The Liberal Democrats are in the last chance saloon when it comes to their reputation as having educational principles for which they are prepared to fight.
Having allowed through free schools and academies to appoint unqualified teachers and having allowed the most prescriptive and restrictive proposed primary national curriculum, the Liberal Democrats have either to show some backbone or to be blamed for abandoning schools and pupils.
Michael Gove’s proposed EBCs gives Lib Dem ministers the grounds on which they can begin a fight-back against his disastrous education agenda, outlined in the Department for Education (DfE) consultation paper on the EBCs proposals.
The first three questions in the consultation paper are a joke, although not a funny one, and display Mr Gove’s contempt for teachers, lecturers, school and college leaders, and just about anyone who knows anything about education.
The questions are: Do you agree the new qualifications should not be called GCSEs? Do you agree that the new qualification should be called the English Baccalaureate Certificate? If no, what title should be adopted?
Our answer to all three is that the EBC proposals stink whatever they are called. If Mr Gove is allowed to get away with it, England’s pupils, at age 16, will have their futures decided by timed exams, with no coursework element, no practical element, no extended projects and no exams tiered by ability.
It is the latter upon which the Lib Dems argue that they have secured a victory. One exam for all pupils will ensure inclusivity, they argue. In making this claim they ignore the simple truth that if the exam is unsuitable for all but the most academic pupils, it will simply exclude, demotivate and demoralise many pupils whose skills and abilities do not lend themselves to written tests. And how many professions in the 21st century require the skills of working alone, with pen and paper, for hours on end?
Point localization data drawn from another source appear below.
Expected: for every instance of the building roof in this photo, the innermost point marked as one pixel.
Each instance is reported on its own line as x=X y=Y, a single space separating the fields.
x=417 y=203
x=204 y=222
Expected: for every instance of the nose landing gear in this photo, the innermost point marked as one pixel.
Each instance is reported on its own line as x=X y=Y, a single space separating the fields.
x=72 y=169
The end of tiered exams will not bring more inclusive outcomes. Teachers know that when GCSEs were first introduced there was one exam paper for all. Tiers were introduced because it was found to be impossible for one exam to differentiate appropriately and, most importantly, some pupils were humiliated by an exam in which they could only answer a few questions and then had to sit there for hours on end watching their more academic peers tackle questions they could not answer.
This is not to argue that GCSEs are not in need of reform. There are always ways in which exam systems can improve. Many argue that modular GCSEs have brought about an imbalance in the time used for assessment rather than spent teaching and learning.
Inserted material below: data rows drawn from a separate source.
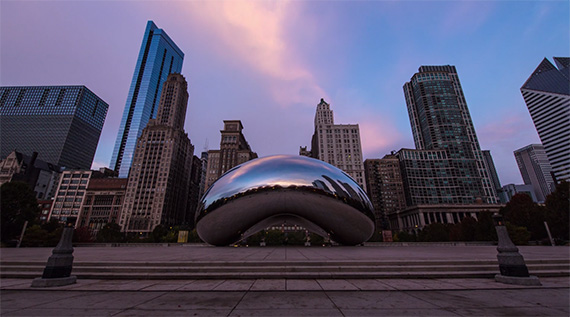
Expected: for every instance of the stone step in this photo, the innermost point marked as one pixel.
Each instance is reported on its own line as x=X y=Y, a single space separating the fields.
x=283 y=268
x=282 y=263
x=283 y=275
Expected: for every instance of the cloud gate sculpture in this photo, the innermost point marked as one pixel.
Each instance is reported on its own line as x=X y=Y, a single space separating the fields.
x=283 y=188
But, apart from Govean rhetoric, there has been no serious consideration of what exam reform is needed to promote better outcomes for pupils and for the nation, or, indeed, whether a national exam at 16 is needed at all when the majority of young people remain in education or training until they are 18.
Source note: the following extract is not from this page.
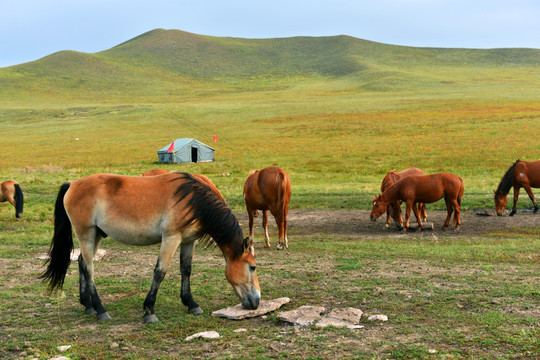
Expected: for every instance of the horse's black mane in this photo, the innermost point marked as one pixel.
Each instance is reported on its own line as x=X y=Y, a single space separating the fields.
x=218 y=221
x=507 y=181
However, despite the bias and negativity, and despite the outrageous claims, I encourage all secondary school teachers to log on to the DfE website, follow the link to the consultation paper and answer the questions which are not beneath their contempt.
In particular the questions about whether it would be possible to end tiering and what aspects of the core subjects require internal assessment to fully demonstrate the skills required and why.
A huge volume of responses, redolent of teachers’ knowledge, skills and expertise, is desperately needed if Gove’s disaster plan is to be amended.